Other revenue and expense numbers and the balance sheet numbers get calculated in the same crude manner. For example, the $1,000 of rent expense gets calculated by either remembering what amount you paid for rent, or by looking in your checkbook register and finding the check that you wrote for rent.
Some of the values shown in an income statement or on a balance sheet get plugged, meaning that they're calculated using other numbers from the financial statement. For example, you don't look up the profit amount in any particular place; instead, you calculate profit by subtracting expenses from revenue. You can also, of course, calculate balance sheet values, such as total assets, owner's equity, and total liability of owner's equity.

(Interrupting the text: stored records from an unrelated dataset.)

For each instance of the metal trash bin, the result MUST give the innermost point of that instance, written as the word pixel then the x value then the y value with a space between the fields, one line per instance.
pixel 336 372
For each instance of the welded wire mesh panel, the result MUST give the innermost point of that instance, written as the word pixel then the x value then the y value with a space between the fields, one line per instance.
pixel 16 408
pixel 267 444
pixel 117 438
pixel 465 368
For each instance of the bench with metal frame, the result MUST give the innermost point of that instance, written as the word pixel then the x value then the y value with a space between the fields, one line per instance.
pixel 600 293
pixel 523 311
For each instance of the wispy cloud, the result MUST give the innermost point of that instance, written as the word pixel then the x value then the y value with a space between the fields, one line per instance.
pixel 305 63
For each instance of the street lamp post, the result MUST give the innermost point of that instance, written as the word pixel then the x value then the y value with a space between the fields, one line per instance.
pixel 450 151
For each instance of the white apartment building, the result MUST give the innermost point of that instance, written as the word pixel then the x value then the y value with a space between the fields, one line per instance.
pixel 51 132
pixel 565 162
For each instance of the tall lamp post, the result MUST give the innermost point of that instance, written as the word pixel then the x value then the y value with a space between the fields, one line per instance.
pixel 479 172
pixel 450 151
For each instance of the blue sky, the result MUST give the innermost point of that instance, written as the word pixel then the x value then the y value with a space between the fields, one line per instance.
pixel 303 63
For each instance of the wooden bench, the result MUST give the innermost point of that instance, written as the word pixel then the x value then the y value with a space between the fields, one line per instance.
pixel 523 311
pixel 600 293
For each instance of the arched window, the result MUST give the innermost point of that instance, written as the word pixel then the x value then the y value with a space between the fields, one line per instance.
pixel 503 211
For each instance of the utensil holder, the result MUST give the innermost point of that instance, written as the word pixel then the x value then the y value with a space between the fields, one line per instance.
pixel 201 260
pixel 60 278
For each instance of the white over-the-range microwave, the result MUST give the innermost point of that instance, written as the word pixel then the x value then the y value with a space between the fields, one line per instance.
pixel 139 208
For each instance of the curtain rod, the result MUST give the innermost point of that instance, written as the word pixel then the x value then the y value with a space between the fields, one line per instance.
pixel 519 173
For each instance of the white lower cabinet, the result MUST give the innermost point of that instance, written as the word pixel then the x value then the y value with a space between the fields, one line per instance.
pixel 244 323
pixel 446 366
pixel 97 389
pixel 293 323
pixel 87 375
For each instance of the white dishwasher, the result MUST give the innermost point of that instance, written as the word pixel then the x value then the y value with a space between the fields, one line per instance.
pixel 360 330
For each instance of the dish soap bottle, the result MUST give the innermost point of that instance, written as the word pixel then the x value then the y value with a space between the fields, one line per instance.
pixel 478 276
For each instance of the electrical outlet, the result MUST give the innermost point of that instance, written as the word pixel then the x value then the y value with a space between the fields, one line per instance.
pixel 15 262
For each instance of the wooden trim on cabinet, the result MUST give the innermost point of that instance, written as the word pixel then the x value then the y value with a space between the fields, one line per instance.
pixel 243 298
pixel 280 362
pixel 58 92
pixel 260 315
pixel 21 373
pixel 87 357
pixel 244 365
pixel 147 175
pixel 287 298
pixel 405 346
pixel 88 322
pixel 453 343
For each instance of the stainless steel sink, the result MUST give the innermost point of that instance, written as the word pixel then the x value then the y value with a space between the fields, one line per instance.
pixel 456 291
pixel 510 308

The fiddle-faddle method of accounting works reasonably well for a very small business as long as you have a good checkbook. So, for a very small business, you may be able to get away with this crude, piecemeal approach to accounting.
But unfortunately, the fiddle-faddle method suffers from three horrible weaknesses for a firm that doesn't have super-simple finances:
It's not systematic enough to be automated. A systematic approach like double-entry bookkeeping can be automated, as QuickBooks does. Because the fiddle-faddle approach can't be automated, every time you want to produce financial statements, you or some poor co-worker goes to an enormous amount of work to collect the numbers and all the raw data.
It's very easy to lose details. If you know the operating expense categories that the business incurs, it's fairly easy to look through the check register and find the check or checks that pay rent, for example. However, what if you also have an advertising expense category or a business license expense, or some other easy-to-forget category? If you forget a category, you miss expenses.
It doesn't allow rigorous error checking. Error checking is important with accounting and bookkeeping systems. With all the numbers and transactions floating around, errors easily creep into the system.